Ils s’attablèrent. Jens tenait la main de Valentina dans la sienne sous l’œil attentif de Varenka. Accroupie près du feu, elle sirotait sa bière. Pendant deux heures, ils attendirent ainsi. Il percevait la tension de Valentina, imaginait le cheminement de ses pensées, sa peur pour sa sœur. Soudain, elle serra sa main dans la sienne et le regarda droit dans les yeux. Il veillait sur elle, mais pas assez, visiblement. Quatre hommes déguenillés, la casquette trempée, surgirent dans la pièce, derrière Ivan. L’air froid de la nuit s’engouffra avec eux dans la pièce. Jens se leva. Valentina ne tourna pas la tête vers les nouveaux venus, comme si elle savait déjà ce qu’ils allaient dire. Ivan alla se réchauffer près du feu.

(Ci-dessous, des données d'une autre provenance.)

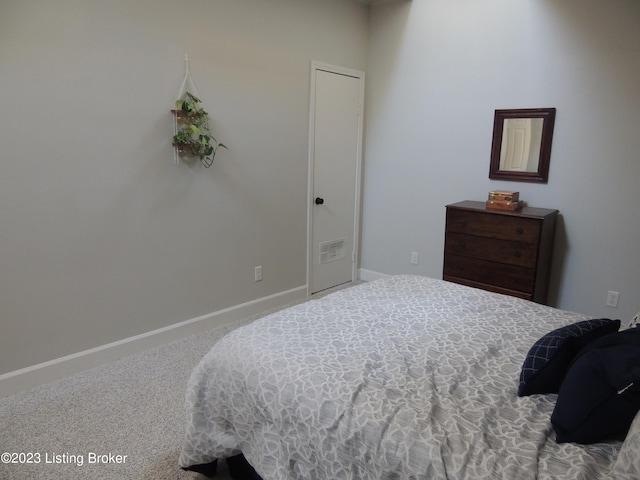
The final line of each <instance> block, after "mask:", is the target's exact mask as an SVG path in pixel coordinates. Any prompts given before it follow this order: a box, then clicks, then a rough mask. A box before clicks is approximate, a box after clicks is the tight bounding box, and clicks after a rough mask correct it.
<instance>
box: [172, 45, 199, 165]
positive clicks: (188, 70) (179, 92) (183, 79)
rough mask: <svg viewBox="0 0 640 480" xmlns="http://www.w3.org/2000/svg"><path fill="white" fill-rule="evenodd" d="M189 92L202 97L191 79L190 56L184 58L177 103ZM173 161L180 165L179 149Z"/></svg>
mask: <svg viewBox="0 0 640 480" xmlns="http://www.w3.org/2000/svg"><path fill="white" fill-rule="evenodd" d="M187 92H189V93H192V94H193V95H195V96H196V97H198V98H199V97H200V95H198V90H197V89H196V84H195V83H194V81H193V78H191V72H190V71H189V55H185V56H184V79H183V80H182V85H180V90H178V96H177V97H176V101H178V100H180V99H182V97H183V96H184V94H185V93H187ZM174 108H175V107H174ZM176 133H178V122H177V120H176V117H175V115H174V118H173V134H174V135H175V134H176ZM173 161H174V162H175V163H176V164H179V163H180V155H179V153H178V148H177V147H174V149H173Z"/></svg>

— Alors ? demanda-t-elle, les yeux toujours rivés sur Jens.

— Toi, fit Ivan en pointant un index sur Valentina, tu viens avec nous. Et toi, dit-il à Jens, tu restes ici.

— Hors de question ! s’exclama-t-il.

Elle se leva d’un bond et prit son visage entre ses mains.

— Je suis désolée, mon amour, murmura-t-elle en effleurant ses lèvres d’un baiser.

Soudain, le sol parut se soulever sous les pieds de Jens et une explosion retentit dans sa tête. Son cerveau se brisa en mille morceaux. La douleur du coup le projeta dans un trou noir sans fond.